Dr. Sohl’s work on Snowball Earth is useful for astrophysicists studying the habitability of other planets. “Habitable” is not a well-defined term, but the general assumption is that the presence of liquid water determines whether or not life can exist. Astrophysicists look at the relationship between the reflectivity of a planet’s surface, its distance from a star, and the brightness of that star to calculate if a planet has an average temperature above 0 °C. An above-freezing temperature means life might be able to flourish. Dr. Sohl’s Snowball Earth simulations have shown that select regions on earth were habitable even when the average global temperate was -12 °C. The models brought nuance to the picture, by considering the effects of an atmosphere and thermal ocean currents, which allowed for a broad band of open ocean at the equator. “You can still have water and life on the surface of a planet that was rather colder than [the astrophysicists] were considering,” notes Dr. Sohl. “That was kind of an eye opener for that community.”

With human-driven climate change, our world is once again becoming a different planet, and the work of paleoclimatologists is increasingly important as we try to envision the future. For insight, Dr. Sohl and her colleagues at NASA are looking back some 3.2 million years ago to the Pliocene period, when the CO₂ levels in earth’s atmosphere were around 400 parts per million, a little below what they are today. The Pliocene climate gives us a glimpse of how our planet might look if we stopped emissions now and the climate began to stabilize – Which regions could become too hot to sustain human life? Where might there be more or less rain? Many communities depend on melting snowpacks for water in the spring and summer; the Pliocine climate points to where winter precipitation may shift from snow to rain, spelling problems for water supply in the warmer seasons.
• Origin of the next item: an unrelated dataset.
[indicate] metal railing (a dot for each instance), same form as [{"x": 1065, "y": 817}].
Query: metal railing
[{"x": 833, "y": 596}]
For research that can be as far flung as identifying habitable exoplanets, Dr. Sohl’s work has useful local applications. Climate modeling as a tool can help answer pressing regional questions by simulating global warming scenarios. In the course of Dr. Sohl’s career, she and her colleagues have connected with policymakers by listening to their questions for emergency planning, long-term master planning, infrastructure issues, and public health. These conversations help the scientists glean relevant information from model results to better quantify risk and inform planning. Over the past ten years Dr. Sohl has seen climate scientists move from the “I have done my research, I will tell you my results” approach towards “Tell me your concerns and I will try to do some work that specifically addresses them” – a much more enlightened way for science to inform policy.

Dr. Sohl is the first to recognize the limitations of climate modeling work. “When communities don’t have the resources to do much, what are you in a position to help them with? Climate predictions may only be a small piece of what they need, so then you become part of a larger team.” The challenge for scientists and policymakers examining broad climate trends is to support and coordinate with communities that are working on adaptation from the bottom-up, at a scale much finer than any model could provide.

Star Trek’s Mr. Spock once observed it was “curious how often you humans manage to obtain that which you do not want.” He was referring to war, but could just as easily have been talking about climate change. A truly collaborative approach, informed by model predictions, but driven by local needs may be one way to steer spaceship earth towards what we do want, a future where all can live long and prosper.